Acquireai is looking for a Site Reliability Engineer to serve as the guardian of our production systems. You will ensure the reliability, scalability, and performance of our IoT telemetry platform by defining SLOs, automating operational processes, and building the infrastructure and tooling that enables our engineering teams to deploy with confidence.
What You'll Do
- Define, monitor, and enforce Service Level Objectives (SLOs) and error budgets across all production systems.
- Track error budget burn rates and make data-driven decisions to halt risky deployments when thresholds are exceeded.
- Implement comprehensive monitoring and alerting strategies using Prometheus, Grafana, and PagerDuty.
- Design and implement Infrastructure as Code (IaC) solutions using Pulumi with TypeScript.
- Manage and optimize AWS services including EKS (Elastic Kubernetes Service), MSK (Managed Streaming for Kafka), SingleStore, MongoDB, and S3.
- Automate operational processes to eliminate toil, targeting any task that consumes more than 2 engineer-days per quarter.
- Serve as incident commander during production outages and service degradations.
- Lead comprehensive post-mortem processes within 48 hours of incidents and drive 'never-again' corrective actions to completion.
- Maintain and improve incident response procedures and runbooks.
- Implement and enforce least-privilege IAM policies across all AWS resources.
- Manage security patch pipelines and vulnerability remediation processes.
- Support compliance initiatives including SOC2 and ISO 27001 certification requirements.
- Participate in follow-the-sun on-call rotation with one week primary/secondary commitment every five weeks.
- Provide 24×7 support coverage across AU/NZ, EU/ZA, and MX time zones.
- Maintain operational runbooks and knowledge transfer documentation.
What We're Looking For
- Proven experience defining and enforcing Service Level Objectives (SLOs) and error budgets in a production environment.
- Deep hands-on experience with monitoring and alerting tools like Prometheus and Grafana.
- Expertise in Infrastructure as Code using Pulumi, Terraform, or similar tools.
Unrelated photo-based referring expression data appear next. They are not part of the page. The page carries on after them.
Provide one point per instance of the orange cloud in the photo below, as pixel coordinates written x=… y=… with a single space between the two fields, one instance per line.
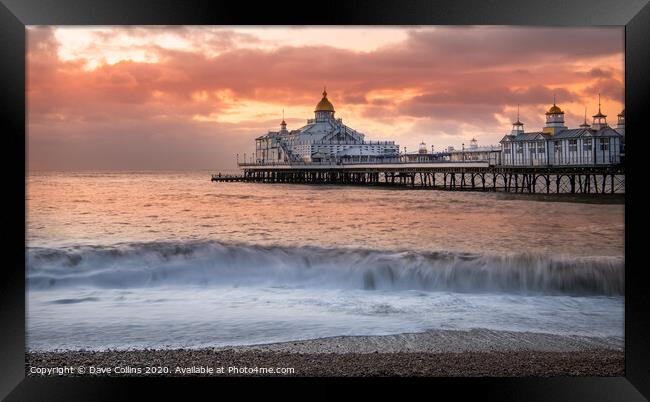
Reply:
x=138 y=98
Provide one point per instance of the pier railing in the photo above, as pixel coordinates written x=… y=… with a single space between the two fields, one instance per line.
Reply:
x=455 y=176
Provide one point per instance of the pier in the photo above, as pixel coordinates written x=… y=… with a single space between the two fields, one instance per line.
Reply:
x=452 y=176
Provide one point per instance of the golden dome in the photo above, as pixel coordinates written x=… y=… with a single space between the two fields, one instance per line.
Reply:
x=554 y=109
x=324 y=105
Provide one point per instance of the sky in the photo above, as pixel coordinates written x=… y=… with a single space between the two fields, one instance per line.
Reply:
x=186 y=98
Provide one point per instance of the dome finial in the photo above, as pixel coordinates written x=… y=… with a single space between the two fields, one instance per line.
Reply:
x=598 y=102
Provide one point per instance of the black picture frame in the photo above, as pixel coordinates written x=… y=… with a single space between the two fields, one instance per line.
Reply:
x=633 y=14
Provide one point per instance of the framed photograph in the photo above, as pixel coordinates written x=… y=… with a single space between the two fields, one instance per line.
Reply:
x=440 y=190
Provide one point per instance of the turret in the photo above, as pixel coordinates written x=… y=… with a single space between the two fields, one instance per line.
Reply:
x=620 y=125
x=554 y=120
x=600 y=119
x=517 y=126
x=324 y=110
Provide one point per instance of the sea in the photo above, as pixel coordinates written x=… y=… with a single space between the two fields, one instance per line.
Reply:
x=134 y=260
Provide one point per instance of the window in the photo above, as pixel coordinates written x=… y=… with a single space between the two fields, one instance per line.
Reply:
x=604 y=144
x=573 y=145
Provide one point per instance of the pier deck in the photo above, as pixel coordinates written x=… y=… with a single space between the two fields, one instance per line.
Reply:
x=472 y=176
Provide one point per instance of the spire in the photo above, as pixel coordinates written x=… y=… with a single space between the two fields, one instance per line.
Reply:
x=517 y=112
x=585 y=124
x=283 y=125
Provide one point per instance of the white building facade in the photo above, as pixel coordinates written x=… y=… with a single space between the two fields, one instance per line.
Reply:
x=557 y=145
x=323 y=139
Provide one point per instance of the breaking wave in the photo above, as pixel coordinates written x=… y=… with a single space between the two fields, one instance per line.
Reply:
x=154 y=264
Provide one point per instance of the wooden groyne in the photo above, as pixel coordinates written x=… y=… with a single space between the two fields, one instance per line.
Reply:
x=596 y=179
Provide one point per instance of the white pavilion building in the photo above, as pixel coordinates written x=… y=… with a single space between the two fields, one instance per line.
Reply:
x=556 y=144
x=324 y=139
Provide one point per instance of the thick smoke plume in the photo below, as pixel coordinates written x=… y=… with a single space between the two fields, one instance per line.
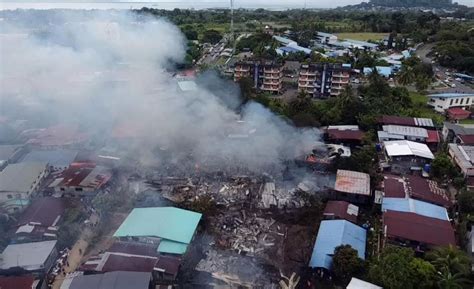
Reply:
x=110 y=72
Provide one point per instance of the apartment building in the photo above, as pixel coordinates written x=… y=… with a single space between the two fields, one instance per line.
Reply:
x=267 y=76
x=323 y=80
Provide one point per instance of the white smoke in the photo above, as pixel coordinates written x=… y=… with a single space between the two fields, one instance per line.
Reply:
x=110 y=69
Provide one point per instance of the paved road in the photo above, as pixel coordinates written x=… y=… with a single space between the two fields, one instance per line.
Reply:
x=442 y=73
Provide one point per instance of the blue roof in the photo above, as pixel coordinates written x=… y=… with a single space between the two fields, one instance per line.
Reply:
x=283 y=39
x=333 y=233
x=450 y=95
x=415 y=206
x=288 y=49
x=174 y=226
x=382 y=70
x=56 y=158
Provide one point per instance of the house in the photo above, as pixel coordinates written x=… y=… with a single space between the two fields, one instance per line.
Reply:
x=344 y=134
x=406 y=121
x=385 y=71
x=173 y=229
x=36 y=257
x=58 y=160
x=420 y=232
x=352 y=186
x=404 y=156
x=458 y=133
x=81 y=179
x=325 y=38
x=322 y=80
x=360 y=284
x=463 y=157
x=40 y=220
x=266 y=75
x=18 y=182
x=9 y=154
x=19 y=282
x=415 y=206
x=399 y=132
x=444 y=101
x=110 y=280
x=341 y=210
x=334 y=233
x=457 y=113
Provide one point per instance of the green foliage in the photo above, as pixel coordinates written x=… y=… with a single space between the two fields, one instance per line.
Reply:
x=211 y=36
x=346 y=264
x=442 y=168
x=466 y=202
x=397 y=268
x=453 y=267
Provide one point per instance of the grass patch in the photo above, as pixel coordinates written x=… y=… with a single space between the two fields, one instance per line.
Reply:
x=362 y=36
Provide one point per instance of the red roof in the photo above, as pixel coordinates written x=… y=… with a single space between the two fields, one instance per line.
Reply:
x=467 y=139
x=23 y=282
x=43 y=211
x=393 y=187
x=351 y=135
x=458 y=113
x=414 y=227
x=428 y=190
x=397 y=120
x=433 y=136
x=338 y=209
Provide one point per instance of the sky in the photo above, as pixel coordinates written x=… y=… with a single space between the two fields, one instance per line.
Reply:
x=298 y=3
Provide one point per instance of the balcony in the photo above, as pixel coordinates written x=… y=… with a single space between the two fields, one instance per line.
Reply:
x=242 y=69
x=307 y=73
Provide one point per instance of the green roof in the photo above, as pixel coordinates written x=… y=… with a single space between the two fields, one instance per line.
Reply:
x=172 y=247
x=168 y=223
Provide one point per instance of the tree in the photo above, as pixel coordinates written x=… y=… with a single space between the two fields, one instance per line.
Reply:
x=442 y=167
x=346 y=264
x=392 y=269
x=211 y=36
x=422 y=273
x=452 y=267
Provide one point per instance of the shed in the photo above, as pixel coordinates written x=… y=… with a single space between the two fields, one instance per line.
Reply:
x=175 y=227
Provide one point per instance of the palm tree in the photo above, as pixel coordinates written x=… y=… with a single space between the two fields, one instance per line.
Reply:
x=452 y=266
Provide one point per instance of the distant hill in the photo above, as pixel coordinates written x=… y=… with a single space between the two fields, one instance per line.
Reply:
x=413 y=3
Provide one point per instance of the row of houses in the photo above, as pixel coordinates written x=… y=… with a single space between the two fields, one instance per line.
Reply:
x=320 y=80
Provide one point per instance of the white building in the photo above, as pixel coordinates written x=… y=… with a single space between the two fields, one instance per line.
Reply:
x=19 y=181
x=443 y=101
x=463 y=156
x=326 y=38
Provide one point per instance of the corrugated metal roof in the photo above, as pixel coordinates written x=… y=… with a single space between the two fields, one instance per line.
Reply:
x=169 y=223
x=20 y=177
x=411 y=226
x=30 y=256
x=352 y=182
x=333 y=233
x=407 y=148
x=415 y=206
x=112 y=280
x=406 y=131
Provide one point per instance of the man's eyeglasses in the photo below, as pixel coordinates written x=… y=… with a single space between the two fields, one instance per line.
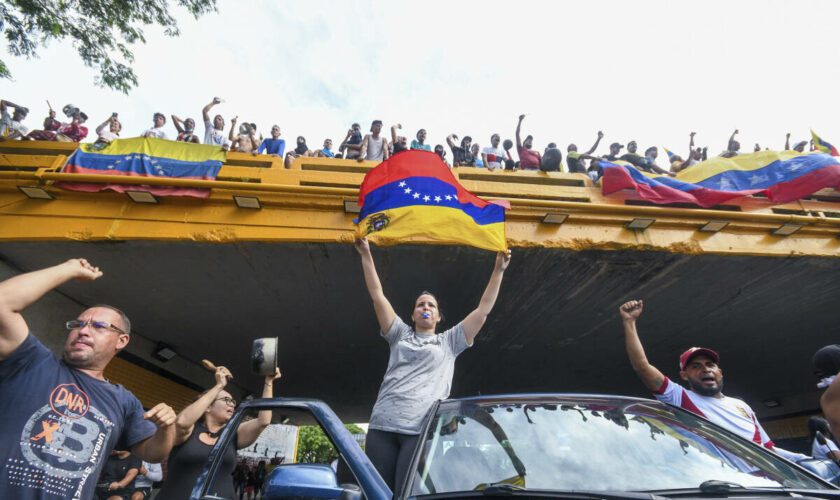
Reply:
x=99 y=326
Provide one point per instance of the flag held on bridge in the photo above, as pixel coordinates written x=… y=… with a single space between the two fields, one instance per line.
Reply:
x=413 y=196
x=782 y=176
x=146 y=157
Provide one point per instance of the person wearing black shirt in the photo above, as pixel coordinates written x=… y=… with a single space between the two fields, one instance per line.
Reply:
x=574 y=160
x=461 y=155
x=117 y=479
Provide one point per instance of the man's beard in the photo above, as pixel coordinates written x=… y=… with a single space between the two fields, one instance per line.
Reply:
x=699 y=389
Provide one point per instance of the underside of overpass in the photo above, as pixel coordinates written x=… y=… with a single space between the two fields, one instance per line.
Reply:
x=555 y=326
x=754 y=280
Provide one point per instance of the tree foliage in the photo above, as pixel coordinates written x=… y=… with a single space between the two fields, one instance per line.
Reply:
x=100 y=30
x=315 y=448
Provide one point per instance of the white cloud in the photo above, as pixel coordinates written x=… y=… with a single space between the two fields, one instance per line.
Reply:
x=651 y=71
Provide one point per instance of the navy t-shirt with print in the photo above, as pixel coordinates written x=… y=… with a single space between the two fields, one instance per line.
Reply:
x=58 y=425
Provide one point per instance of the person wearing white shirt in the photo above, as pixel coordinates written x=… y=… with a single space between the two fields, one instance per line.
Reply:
x=700 y=369
x=157 y=132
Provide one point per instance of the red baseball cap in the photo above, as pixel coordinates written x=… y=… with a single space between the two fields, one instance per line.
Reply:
x=697 y=351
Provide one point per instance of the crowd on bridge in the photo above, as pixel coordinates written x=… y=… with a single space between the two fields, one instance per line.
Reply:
x=49 y=401
x=376 y=145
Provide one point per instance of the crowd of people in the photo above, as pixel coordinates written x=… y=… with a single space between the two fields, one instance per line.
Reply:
x=56 y=397
x=375 y=145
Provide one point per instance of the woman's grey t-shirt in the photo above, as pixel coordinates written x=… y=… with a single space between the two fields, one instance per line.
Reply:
x=419 y=373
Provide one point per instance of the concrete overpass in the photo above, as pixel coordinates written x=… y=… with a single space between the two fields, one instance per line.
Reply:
x=206 y=277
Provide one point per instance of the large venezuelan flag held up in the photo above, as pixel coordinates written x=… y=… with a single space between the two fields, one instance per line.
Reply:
x=782 y=176
x=146 y=157
x=413 y=196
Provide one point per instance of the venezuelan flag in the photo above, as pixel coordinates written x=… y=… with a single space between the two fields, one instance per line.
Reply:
x=413 y=196
x=783 y=176
x=823 y=146
x=146 y=157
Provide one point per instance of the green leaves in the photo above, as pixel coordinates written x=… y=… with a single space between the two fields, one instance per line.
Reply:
x=315 y=448
x=101 y=30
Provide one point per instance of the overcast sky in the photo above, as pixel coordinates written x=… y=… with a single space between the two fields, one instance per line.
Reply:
x=646 y=70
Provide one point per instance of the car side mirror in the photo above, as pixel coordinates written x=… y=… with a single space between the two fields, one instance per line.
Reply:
x=307 y=481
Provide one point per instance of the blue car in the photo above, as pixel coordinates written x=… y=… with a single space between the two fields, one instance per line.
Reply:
x=538 y=445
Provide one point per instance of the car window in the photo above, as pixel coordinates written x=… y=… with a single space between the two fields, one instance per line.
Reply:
x=596 y=445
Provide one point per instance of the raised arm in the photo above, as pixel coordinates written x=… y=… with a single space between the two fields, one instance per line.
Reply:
x=595 y=146
x=363 y=149
x=475 y=320
x=731 y=140
x=185 y=423
x=102 y=126
x=19 y=292
x=178 y=122
x=384 y=312
x=232 y=128
x=650 y=375
x=250 y=431
x=518 y=128
x=690 y=145
x=205 y=112
x=450 y=139
x=125 y=481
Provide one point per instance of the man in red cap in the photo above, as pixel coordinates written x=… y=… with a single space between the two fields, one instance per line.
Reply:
x=700 y=369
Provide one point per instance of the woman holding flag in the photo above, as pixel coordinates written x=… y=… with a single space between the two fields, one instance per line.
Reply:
x=420 y=366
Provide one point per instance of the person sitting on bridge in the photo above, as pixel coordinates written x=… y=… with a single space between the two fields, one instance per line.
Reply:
x=574 y=159
x=420 y=141
x=732 y=146
x=441 y=152
x=374 y=145
x=420 y=366
x=11 y=126
x=106 y=132
x=50 y=403
x=156 y=132
x=799 y=147
x=245 y=141
x=493 y=156
x=700 y=369
x=214 y=133
x=529 y=159
x=351 y=146
x=461 y=155
x=274 y=146
x=197 y=429
x=326 y=151
x=300 y=150
x=186 y=130
x=398 y=142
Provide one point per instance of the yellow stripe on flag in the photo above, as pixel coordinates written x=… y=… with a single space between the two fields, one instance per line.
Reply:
x=417 y=223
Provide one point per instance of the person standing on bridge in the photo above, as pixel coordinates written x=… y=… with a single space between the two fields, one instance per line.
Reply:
x=420 y=366
x=700 y=369
x=198 y=428
x=60 y=418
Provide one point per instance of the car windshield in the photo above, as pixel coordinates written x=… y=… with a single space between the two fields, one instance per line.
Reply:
x=588 y=444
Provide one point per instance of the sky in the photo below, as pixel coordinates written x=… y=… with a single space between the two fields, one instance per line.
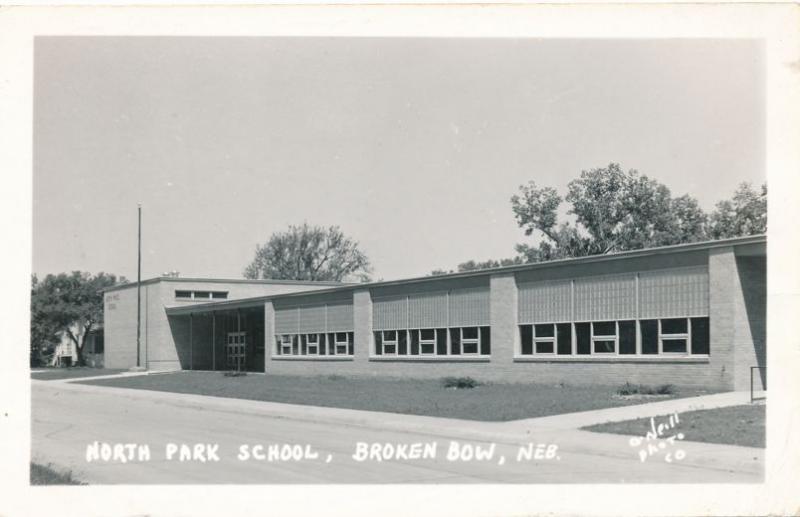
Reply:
x=412 y=146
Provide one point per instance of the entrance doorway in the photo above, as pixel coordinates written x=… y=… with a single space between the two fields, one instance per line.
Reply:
x=236 y=351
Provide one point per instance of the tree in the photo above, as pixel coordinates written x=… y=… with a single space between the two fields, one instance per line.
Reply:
x=309 y=253
x=613 y=211
x=744 y=214
x=69 y=303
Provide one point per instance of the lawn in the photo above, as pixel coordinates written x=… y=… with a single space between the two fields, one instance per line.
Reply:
x=72 y=372
x=488 y=402
x=45 y=475
x=736 y=425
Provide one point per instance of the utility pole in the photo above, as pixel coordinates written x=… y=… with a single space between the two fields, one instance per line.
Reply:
x=139 y=293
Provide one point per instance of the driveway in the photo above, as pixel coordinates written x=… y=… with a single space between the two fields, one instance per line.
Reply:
x=321 y=445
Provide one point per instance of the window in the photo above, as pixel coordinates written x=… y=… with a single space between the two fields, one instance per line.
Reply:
x=700 y=336
x=312 y=344
x=342 y=343
x=627 y=337
x=201 y=295
x=583 y=337
x=564 y=337
x=674 y=336
x=470 y=342
x=604 y=337
x=286 y=344
x=427 y=341
x=544 y=337
x=389 y=342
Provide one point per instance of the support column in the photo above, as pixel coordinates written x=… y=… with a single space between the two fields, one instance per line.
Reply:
x=503 y=317
x=362 y=325
x=269 y=333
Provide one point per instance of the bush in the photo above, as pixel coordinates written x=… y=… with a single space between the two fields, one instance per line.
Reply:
x=460 y=383
x=644 y=389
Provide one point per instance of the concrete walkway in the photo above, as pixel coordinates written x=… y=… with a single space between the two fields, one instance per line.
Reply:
x=156 y=418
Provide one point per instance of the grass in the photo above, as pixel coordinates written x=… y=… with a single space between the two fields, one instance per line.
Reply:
x=46 y=475
x=736 y=425
x=485 y=402
x=71 y=372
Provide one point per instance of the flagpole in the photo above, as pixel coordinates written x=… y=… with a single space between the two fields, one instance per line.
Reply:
x=139 y=292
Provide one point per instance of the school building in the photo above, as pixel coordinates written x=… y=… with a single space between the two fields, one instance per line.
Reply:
x=689 y=315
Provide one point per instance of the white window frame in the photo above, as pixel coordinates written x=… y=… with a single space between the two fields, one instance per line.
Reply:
x=544 y=339
x=687 y=336
x=337 y=343
x=395 y=342
x=315 y=344
x=476 y=341
x=431 y=342
x=605 y=337
x=284 y=344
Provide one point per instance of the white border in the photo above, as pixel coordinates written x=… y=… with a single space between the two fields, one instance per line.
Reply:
x=777 y=25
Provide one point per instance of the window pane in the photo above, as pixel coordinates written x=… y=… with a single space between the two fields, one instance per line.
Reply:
x=583 y=338
x=674 y=345
x=486 y=341
x=627 y=337
x=564 y=338
x=604 y=347
x=700 y=337
x=604 y=328
x=674 y=326
x=526 y=339
x=441 y=341
x=649 y=336
x=546 y=330
x=455 y=341
x=402 y=342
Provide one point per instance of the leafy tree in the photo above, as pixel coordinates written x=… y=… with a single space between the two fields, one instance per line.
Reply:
x=744 y=214
x=69 y=303
x=309 y=253
x=613 y=211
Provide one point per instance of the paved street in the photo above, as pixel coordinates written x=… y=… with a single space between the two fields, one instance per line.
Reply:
x=69 y=417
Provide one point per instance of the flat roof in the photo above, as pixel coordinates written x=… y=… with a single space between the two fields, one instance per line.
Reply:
x=646 y=252
x=225 y=281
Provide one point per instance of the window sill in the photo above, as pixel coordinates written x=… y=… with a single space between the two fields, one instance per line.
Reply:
x=609 y=359
x=431 y=358
x=311 y=358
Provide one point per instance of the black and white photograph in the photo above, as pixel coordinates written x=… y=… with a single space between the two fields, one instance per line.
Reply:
x=299 y=260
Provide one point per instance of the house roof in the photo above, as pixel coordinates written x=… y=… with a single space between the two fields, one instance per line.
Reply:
x=755 y=243
x=223 y=281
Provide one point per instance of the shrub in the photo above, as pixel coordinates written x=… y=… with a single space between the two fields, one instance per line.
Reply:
x=645 y=389
x=460 y=383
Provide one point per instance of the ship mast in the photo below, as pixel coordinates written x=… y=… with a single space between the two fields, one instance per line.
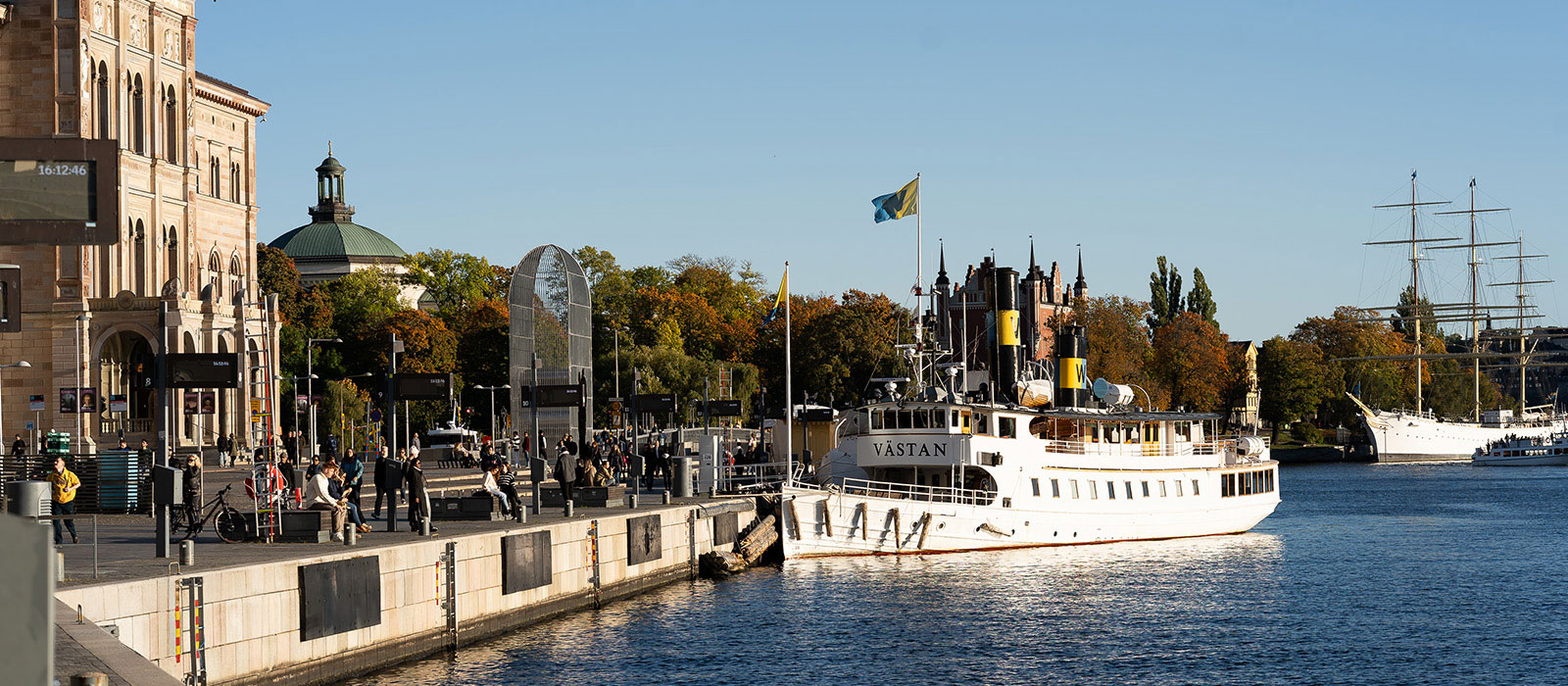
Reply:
x=1474 y=301
x=1415 y=267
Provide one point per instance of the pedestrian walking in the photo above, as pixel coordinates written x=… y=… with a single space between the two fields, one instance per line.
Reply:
x=62 y=497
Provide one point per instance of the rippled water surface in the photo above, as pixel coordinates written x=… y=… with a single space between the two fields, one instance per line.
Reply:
x=1366 y=573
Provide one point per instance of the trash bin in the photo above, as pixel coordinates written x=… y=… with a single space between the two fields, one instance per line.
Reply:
x=682 y=487
x=27 y=499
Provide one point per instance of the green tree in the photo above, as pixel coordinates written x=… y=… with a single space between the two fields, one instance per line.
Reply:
x=1165 y=300
x=451 y=279
x=1294 y=379
x=1200 y=300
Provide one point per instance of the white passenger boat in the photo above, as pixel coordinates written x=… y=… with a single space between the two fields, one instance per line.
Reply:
x=951 y=476
x=1023 y=456
x=1525 y=452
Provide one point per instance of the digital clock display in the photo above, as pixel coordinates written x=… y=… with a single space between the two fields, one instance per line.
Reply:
x=47 y=190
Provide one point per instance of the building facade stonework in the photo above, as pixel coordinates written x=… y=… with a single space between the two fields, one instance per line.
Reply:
x=124 y=71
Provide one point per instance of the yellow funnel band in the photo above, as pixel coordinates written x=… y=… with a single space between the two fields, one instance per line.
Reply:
x=1007 y=327
x=1073 y=373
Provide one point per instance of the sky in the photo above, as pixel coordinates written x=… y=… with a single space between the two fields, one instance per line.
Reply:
x=1247 y=140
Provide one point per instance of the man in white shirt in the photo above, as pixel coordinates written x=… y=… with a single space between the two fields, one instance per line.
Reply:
x=318 y=495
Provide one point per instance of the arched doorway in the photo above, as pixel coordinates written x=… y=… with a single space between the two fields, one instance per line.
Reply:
x=125 y=367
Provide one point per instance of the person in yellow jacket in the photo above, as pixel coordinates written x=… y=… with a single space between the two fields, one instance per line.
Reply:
x=63 y=497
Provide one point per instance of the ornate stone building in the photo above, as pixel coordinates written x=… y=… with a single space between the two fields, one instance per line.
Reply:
x=125 y=71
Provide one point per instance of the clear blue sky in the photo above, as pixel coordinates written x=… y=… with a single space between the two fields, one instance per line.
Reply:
x=1249 y=140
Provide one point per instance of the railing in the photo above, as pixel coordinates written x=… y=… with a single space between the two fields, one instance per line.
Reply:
x=913 y=492
x=762 y=476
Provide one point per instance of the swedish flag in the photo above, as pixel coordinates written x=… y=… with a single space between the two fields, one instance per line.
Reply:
x=899 y=206
x=780 y=301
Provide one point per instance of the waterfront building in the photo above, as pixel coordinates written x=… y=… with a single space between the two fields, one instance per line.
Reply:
x=125 y=71
x=331 y=246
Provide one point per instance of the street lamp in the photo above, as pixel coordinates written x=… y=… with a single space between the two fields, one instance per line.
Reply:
x=310 y=373
x=24 y=364
x=493 y=389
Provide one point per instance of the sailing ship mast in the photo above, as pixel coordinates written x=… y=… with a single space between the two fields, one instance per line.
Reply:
x=1415 y=265
x=1474 y=303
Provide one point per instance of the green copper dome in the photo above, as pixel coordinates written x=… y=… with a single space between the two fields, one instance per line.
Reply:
x=328 y=240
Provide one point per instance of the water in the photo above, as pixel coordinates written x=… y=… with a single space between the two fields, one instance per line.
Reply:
x=1366 y=573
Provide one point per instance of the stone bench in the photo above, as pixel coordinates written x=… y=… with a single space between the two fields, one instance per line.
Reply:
x=483 y=508
x=582 y=497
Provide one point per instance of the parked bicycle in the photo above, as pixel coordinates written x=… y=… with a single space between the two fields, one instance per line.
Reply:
x=227 y=520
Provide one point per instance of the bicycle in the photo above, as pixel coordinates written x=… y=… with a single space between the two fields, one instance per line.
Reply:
x=227 y=520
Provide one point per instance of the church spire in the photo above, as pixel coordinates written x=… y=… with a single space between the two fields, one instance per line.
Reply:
x=329 y=206
x=941 y=265
x=1079 y=287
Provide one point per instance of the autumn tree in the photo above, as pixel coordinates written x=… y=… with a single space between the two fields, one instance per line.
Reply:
x=1192 y=361
x=1294 y=379
x=1165 y=300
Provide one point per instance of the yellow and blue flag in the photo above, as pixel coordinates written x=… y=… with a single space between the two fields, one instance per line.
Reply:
x=899 y=206
x=780 y=301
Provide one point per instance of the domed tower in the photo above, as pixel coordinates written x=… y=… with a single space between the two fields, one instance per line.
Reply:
x=333 y=246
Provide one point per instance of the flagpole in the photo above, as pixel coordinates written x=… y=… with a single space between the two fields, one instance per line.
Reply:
x=789 y=395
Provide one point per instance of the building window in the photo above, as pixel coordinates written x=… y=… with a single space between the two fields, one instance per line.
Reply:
x=172 y=125
x=235 y=276
x=102 y=102
x=138 y=117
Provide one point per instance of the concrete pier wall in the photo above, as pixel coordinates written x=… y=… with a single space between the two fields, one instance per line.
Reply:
x=305 y=620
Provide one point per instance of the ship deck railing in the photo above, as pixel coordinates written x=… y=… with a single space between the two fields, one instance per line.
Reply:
x=911 y=492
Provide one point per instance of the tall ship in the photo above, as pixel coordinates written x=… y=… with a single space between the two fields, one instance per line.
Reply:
x=1419 y=436
x=998 y=440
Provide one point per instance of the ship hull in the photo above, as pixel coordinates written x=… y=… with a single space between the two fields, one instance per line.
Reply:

- Strong experience managing and optimizing AWS services, particularly EKS and MSK.
- Proficiency in a scripting or programming language such as TypeScript, Python, or Go.
- Experience automating operational workflows and eliminating manual toil.
- Demonstrated ability to lead incident response and post-mortem processes.
- Strong knowledge of cloud security best practices, including IAM policy management and vulnerability remediation.
- Experience supporting SOC2, ISO 27001, or similar compliance frameworks.
- Willingness to participate in a global on-call rotation.
Technical Stack
- Monitoring & Alerting: Prometheus, Grafana, PagerDuty
- Infrastructure as Code: Pulumi, TypeScript
- Cloud Platform: AWS
- Core Services: EKS (Elastic Kubernetes Service), MSK (Managed Streaming for Kafka), SingleStore, MongoDB, S3
Work Mode
This is a global, remote position. Candidates should be located in and authorized to work in the AU/NZ, EU/ZA, or MX time zones to support our follow-the-sun on-call model.
Acquireai is an equal opportunity employer.